The health risks from PFAS bioaccumulation are heightened because of their toxicity at extremely low concentrations. At the federal advisory level, which is non-enforceable and was set in 2016, the EPA has deemed just 70 parts per trillion (ppt) safe; that’s like a few grains of sand in an Olympic-size swimming pool. Compare that to arsenic, a toxic element whose safe limit is 10 parts per billion—much higher than the PFAS limit. Due to bioaccumulation, fish in southeastern Michigan were found with PFAS concentrations in the parts per billion—far exceeding safe limits and prompting “do not eat the fish” signs to be posted along rivers and lakes. Health effects from PFAS are still being studied, but they potentially include increased rates of some types of cancer, hormonal disruption, and immune responses.

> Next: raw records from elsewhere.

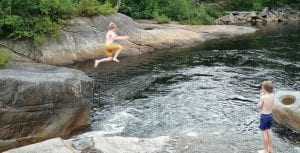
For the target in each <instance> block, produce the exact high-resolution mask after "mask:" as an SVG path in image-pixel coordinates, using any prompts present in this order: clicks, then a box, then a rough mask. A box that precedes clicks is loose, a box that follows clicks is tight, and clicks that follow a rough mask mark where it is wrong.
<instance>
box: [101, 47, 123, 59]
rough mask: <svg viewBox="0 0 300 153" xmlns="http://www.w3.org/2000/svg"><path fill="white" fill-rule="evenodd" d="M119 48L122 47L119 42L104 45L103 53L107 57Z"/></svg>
mask: <svg viewBox="0 0 300 153" xmlns="http://www.w3.org/2000/svg"><path fill="white" fill-rule="evenodd" d="M119 49H122V46H121V45H119V44H108V45H105V55H106V56H108V57H112V55H113V53H115V52H117V51H118V50H119Z"/></svg>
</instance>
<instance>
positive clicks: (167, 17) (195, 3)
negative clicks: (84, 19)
mask: <svg viewBox="0 0 300 153" xmlns="http://www.w3.org/2000/svg"><path fill="white" fill-rule="evenodd" d="M202 6H204V7H202ZM120 12H122V13H124V14H127V15H129V16H131V17H133V18H144V19H154V20H167V18H169V19H172V20H175V21H179V22H182V23H187V24H212V23H213V21H214V19H215V18H217V17H218V16H219V14H220V13H219V12H221V11H216V9H215V8H214V7H213V6H210V5H208V4H204V3H203V4H201V5H199V4H198V3H195V2H193V1H191V0H144V1H140V0H126V1H123V4H122V6H121V8H120Z"/></svg>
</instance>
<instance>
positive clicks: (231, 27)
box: [0, 13, 257, 65]
mask: <svg viewBox="0 0 300 153" xmlns="http://www.w3.org/2000/svg"><path fill="white" fill-rule="evenodd" d="M111 21H113V22H115V23H116V25H117V26H118V31H117V33H118V34H119V35H128V36H129V37H130V39H129V40H128V41H120V42H118V43H120V44H121V45H123V46H124V48H125V49H124V50H123V51H122V53H121V54H120V56H134V55H141V54H143V53H145V52H152V51H159V50H161V49H165V48H174V47H180V46H190V45H192V44H197V43H201V42H204V41H207V40H209V39H214V38H223V37H231V36H238V35H243V34H249V33H254V32H255V31H256V30H257V29H255V28H252V27H242V26H235V25H209V26H207V25H200V26H199V25H197V26H196V25H180V24H175V23H171V24H152V23H138V22H136V21H134V20H133V19H132V18H130V17H128V16H126V15H123V14H120V13H116V14H114V15H110V16H102V15H99V16H94V17H90V18H87V17H78V18H75V19H72V20H69V21H67V23H66V26H65V27H64V28H63V29H62V30H61V36H60V37H59V38H58V39H53V38H47V39H46V40H45V41H44V42H43V43H41V44H38V45H37V46H34V45H33V43H32V42H30V41H28V40H19V41H14V40H8V39H0V45H2V46H5V47H7V48H9V49H11V50H13V51H14V52H15V53H16V54H18V55H22V57H26V58H28V59H31V60H33V61H35V62H38V63H43V64H51V65H68V64H73V63H76V62H82V61H86V60H91V59H97V58H101V57H104V56H105V55H104V52H103V48H104V44H105V33H106V32H107V25H108V24H109V22H111Z"/></svg>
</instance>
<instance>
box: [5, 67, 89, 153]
mask: <svg viewBox="0 0 300 153" xmlns="http://www.w3.org/2000/svg"><path fill="white" fill-rule="evenodd" d="M92 95H93V80H92V79H91V78H89V77H88V76H86V75H85V74H84V73H83V72H80V71H78V70H73V69H69V68H62V67H55V66H50V65H43V64H30V63H27V64H26V63H22V64H14V65H10V66H9V67H7V68H6V69H2V70H0V129H1V130H0V152H1V151H4V150H7V149H11V148H15V147H17V146H22V145H28V144H32V143H35V142H39V141H42V140H45V139H49V138H53V137H64V138H66V137H69V136H70V135H71V134H72V133H73V132H74V131H76V130H79V129H82V128H85V127H88V126H89V125H90V122H91V120H90V116H89V113H90V109H91V108H90V106H91V97H92Z"/></svg>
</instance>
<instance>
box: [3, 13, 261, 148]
mask: <svg viewBox="0 0 300 153" xmlns="http://www.w3.org/2000/svg"><path fill="white" fill-rule="evenodd" d="M111 21H114V22H115V23H116V24H117V25H119V31H118V33H119V34H120V35H129V37H130V39H129V40H128V41H123V42H121V43H122V45H124V46H125V50H124V51H123V52H122V54H121V56H133V55H140V54H142V53H144V52H151V51H156V50H157V51H158V50H160V49H163V48H171V47H186V46H190V45H193V44H197V43H200V42H204V41H206V40H210V39H216V38H221V37H231V36H238V35H242V34H249V33H253V32H255V31H256V30H257V29H255V28H251V27H241V26H235V25H230V26H228V25H214V26H189V25H178V24H166V25H157V24H151V23H146V22H142V23H137V22H135V21H133V20H132V19H131V18H129V17H127V16H125V15H123V14H114V15H111V16H94V17H91V18H84V17H82V18H76V19H72V20H70V21H68V25H67V26H66V27H64V28H63V29H62V34H61V37H60V38H58V39H50V38H49V39H47V40H46V41H45V42H44V43H42V44H39V45H37V46H33V43H32V42H29V41H28V40H18V41H14V40H0V44H1V45H2V46H5V47H7V48H10V49H11V50H13V51H14V52H15V53H17V55H20V56H21V57H23V58H24V57H25V58H26V59H30V60H29V61H31V60H32V61H35V62H40V63H46V64H55V65H61V64H70V63H74V62H78V61H84V60H89V59H95V58H99V57H102V56H104V53H103V46H104V41H105V33H106V31H107V25H108V23H109V22H111ZM92 89H93V80H92V79H90V78H89V77H87V76H86V75H85V74H84V73H82V72H80V71H76V70H72V69H67V68H62V67H55V66H49V65H44V64H32V63H31V64H30V63H16V64H14V63H13V64H10V65H9V66H7V67H6V69H3V70H0V95H1V98H0V115H1V116H0V129H1V131H0V148H1V149H0V151H3V150H7V149H10V148H15V147H17V146H22V145H27V144H31V143H35V142H39V141H42V140H45V139H49V138H53V137H63V138H65V137H68V136H70V134H71V133H72V132H74V131H76V130H78V129H80V128H82V127H86V126H88V125H89V124H90V118H89V112H90V104H91V100H90V98H91V97H93V96H92V94H93V91H92ZM113 140H114V139H113ZM124 141H127V139H126V140H124ZM135 141H136V140H135V139H134V143H137V142H140V141H144V140H138V141H137V142H135ZM109 142H110V143H112V140H109ZM95 143H97V142H95ZM55 146H57V145H55ZM141 148H143V147H141ZM150 148H151V147H150Z"/></svg>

Michigan is receiving special attention because in July of this year, the state government enacted strict regulations for seven compounds in the PFAS family. For one compound, the highest safe limit is just 6 ppt—far lower than the EPA’s guidelines. “Michigan is the most proactive state of the nation in characterizing and studying PFAS, and with their legislation,” Reeves says. His talk highlights the PFAS cycle on land and complications with site remediation.

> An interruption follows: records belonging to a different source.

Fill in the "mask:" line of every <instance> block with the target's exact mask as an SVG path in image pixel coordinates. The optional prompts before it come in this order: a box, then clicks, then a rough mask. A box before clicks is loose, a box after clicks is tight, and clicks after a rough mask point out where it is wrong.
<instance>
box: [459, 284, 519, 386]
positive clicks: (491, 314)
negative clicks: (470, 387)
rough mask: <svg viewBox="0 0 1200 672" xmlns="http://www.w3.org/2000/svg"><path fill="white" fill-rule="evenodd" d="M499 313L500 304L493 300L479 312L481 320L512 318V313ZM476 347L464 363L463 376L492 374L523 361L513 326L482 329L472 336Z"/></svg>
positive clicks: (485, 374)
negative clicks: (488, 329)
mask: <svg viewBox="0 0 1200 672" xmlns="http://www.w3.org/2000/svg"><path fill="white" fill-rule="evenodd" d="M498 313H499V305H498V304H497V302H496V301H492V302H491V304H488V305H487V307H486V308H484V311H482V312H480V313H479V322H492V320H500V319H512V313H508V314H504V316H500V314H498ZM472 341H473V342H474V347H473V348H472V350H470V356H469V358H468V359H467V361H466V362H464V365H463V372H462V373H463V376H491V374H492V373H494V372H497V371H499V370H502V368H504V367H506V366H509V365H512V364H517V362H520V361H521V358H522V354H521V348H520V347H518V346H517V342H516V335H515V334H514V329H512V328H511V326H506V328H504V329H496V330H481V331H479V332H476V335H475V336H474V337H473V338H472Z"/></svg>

“Notice we don’t call it a ‘life cycle,’” he says. “It’s a perpetual cycle. Many of these compounds do not naturally degrade, so there's no 'death.'”
Even once a PFAS source is identified, remediation is difficult. North Carolina, like Michigan, has legacy PFAS contamination from industries past. Marie-Amélie Pétré, a postdoc at NCSU, is studying how quickly PFAS are flushed from groundwater to streams. This flushing is a critical part of the water cycle that determines when residents can expect their drinking water to be safe. “Quantifying the timescale for PFAS flushing from groundwater can help predict downriver concentrations in the future,” Pétré says. “We’re the first to quantify PFAS transport… between groundwater and streams using field data. It’s such a rapidly evolving field. This ongoing discharge isn’t included in remediation plans.”
At the University of Arizona, Mark Brusseau and Bo Guo are studying PFAS in soils, which serve as a PFAS repository between groundwater and surface waters. “Concentrations of PFAS in the soil can be orders of magnitude higher than they are in the groundwater at the same location,” Brusseau says. Despite differences in state regulation, one thread is clear: PFAS are everywhere. His talk examines over 30,000 soil samples from around the world. “PFAS were found to be present at almost every site that was sampled, whether it was a metropolitan area, near an industrial source, or out in a rural area,” he says. “[They are] even in some very remote mountain areas.”
“PFAS don’t discriminate,” Steve Sliver, a co-author on Reeves’ talk and lead of Michigan’s PFAS response team, says. “The sources are pretty much everywhere.”